NÃO à violência doméstica
Acabar com a violência doméstica contra as mulheres é uma prioridade na UE: a violência doméstica é uma das violações mais frequentes dos direitos humanos, caracterizada por uma conduta violenta física, sexual ou psicológica e muitas vezes baseada na dependência económica.
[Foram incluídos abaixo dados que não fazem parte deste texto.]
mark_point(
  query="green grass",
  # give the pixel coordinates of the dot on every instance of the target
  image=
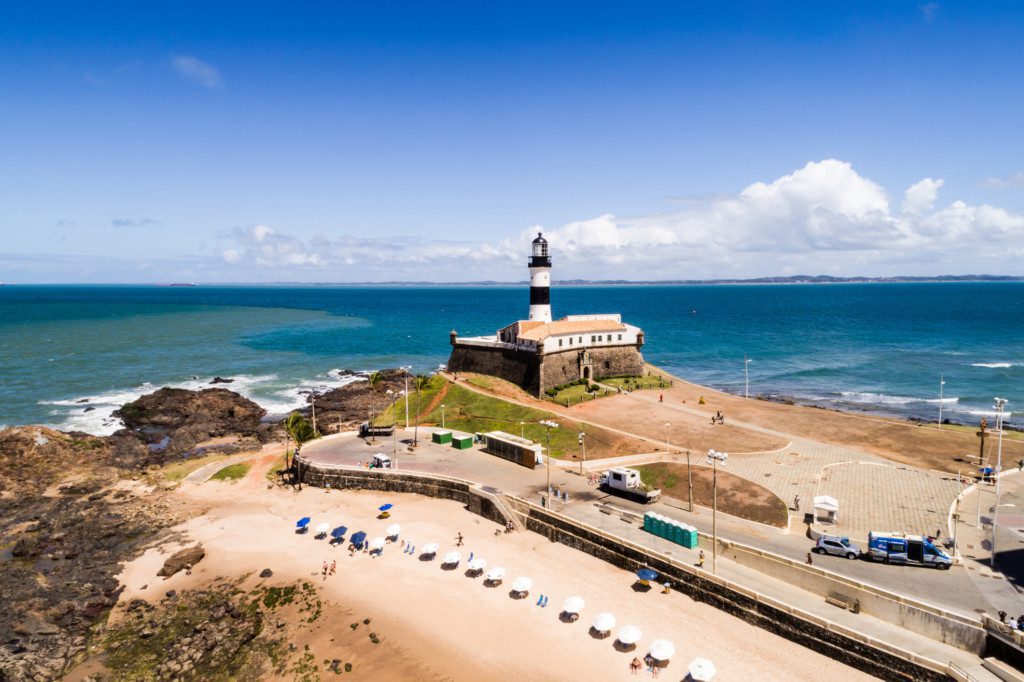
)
(233, 471)
(636, 383)
(472, 412)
Na Europa, uma em cada cinco mulheres já foi vítima de violência física durante a sua vida adulta e pelo menos uma em cada dez mulheres foi vítima de violência sexual.
No passado dia 13 de Outubro, a comissão para os direitos da mulher e a igualdade dos géneros do PE organizou uma audição pública sobre violência doméstica, vista como resultado dos desequilíbrios de poder existentes na sociedade e um obstáculo à igualdade entre homens e mulheres.
Em Novembro de 2006, o Conselho da Europa lançou uma campanha de sensibilização designada “Acabar com a violência doméstica contra as mulheres”, que tem como principais objectivos consciencializar as pessoas para a gravidade deste crime e encontrar medidas eficazes que permitam evitar e combater a violência doméstica. Para que a situação se altere, é necessário que os governos dos Estados-Membros, os parlamentares, as autoridades locais e regionais, as organizações não governamentais e a sociedade civil conjuguem esforços nesse sentido.
Alguns números da Europa:
* A violência doméstica continua a ser a principal causa de morte e de incapacidade das mulheres entre os 16 e os 44 anos;
* Suécia, Alemanha e Finlândia: pelo menos 30 a 35% das mulheres entre os 16 e os 67 anos foram vítimas de violência física ou sexual.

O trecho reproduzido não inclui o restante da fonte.